Volvo will build its first full-electric car in China, sources told Automotive News Europe ahead of an official announcement planned for the Shanghai auto show next week.
The battery-powered vehicle will debut in 2019 and will be exported globally. It will be based on the compact modular architecture (CMA) that Volvo co-developed with Zhejiang Geely Holding sister brand Lynk & CO, the sources said.
The electric car will be made at Volvo's plant in Luqiao, southeast China, alongside CMA-based models such as the all-new XC40 compact SUV, which launches later this year, and Lynk & CO's first model, the 01 crossover.
The sources said Volvo's first full-electric car would be an all-new model but declined to say what body type will be used.
The sources also confirmed that Volvo is still simultaneously developing full-electric cars that will be underpinned by its larger scalable product architecture (SPA).
Those models will be a key to helping Volvo reach its aim of having a 1 million electrified cars on the road by 2025.
That figure includes plug-in hybrid versions of every future model in the automaker's lineup. Currently, 14 percent of the XC90s that Volvo sells globally are plug-in hybrids. Volvo expects about 15 percent of customers for its new second-generation XC60 to pick the powertrain.
Deciding to make its first full-electric car in China reconfirms Volvo's commitment to establishing the country as a global manufacturing and export hub.
The automaker recently moved production of the S90 to China from Sweden. Volvo will export its flagship sedan to global markets including Europe and the U.S. from its factory in Daqing.
In 2015, Volvo became the first Western automaker to export a China-made premium car outside the country when shipments of the long-wheelbase S60 Inscription started to the U.S.
Along with its plants in Daqing and Luqiao, Volvo's current and new-generation 60-series midsize models will be built at a factory in Chengdu, central China.
The massive increase in Volvo’s presence in China – seven years ago it had no production in the world’s largest auto market -- is part of the automaker’s $11 billion revival under Chinese owner Zhejiang Geely, which bought the company from Ford Motor in 2010.

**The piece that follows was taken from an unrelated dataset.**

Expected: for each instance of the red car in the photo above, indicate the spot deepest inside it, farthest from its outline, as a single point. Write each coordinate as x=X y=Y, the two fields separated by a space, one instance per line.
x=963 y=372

“With three plants – and the designation of one car line for each plant – Volvo creates an efficient production structure ensuring future capacity for growth,” Volvo CEO Hakan Samuelsson said at an event in Shanghai last November.
Volvo needs the additional output in China to reach two key goals: increasing its sales in its largest-single market to 200,000 by 2020 from 90,930 last year and boosting global vehicle sales to 800,000 by the same year from 534,332 last year. The large majority of those half-million units were made at Volvo’s plants in Torslanda, near Gothenburg, Sweden, and Ghent, Belgium.
Volvo declined to provide production figures for its China plants, but Samuelsson has said he wants about one-third of the 800,000 units it plans to sell in 2020 to be made in China.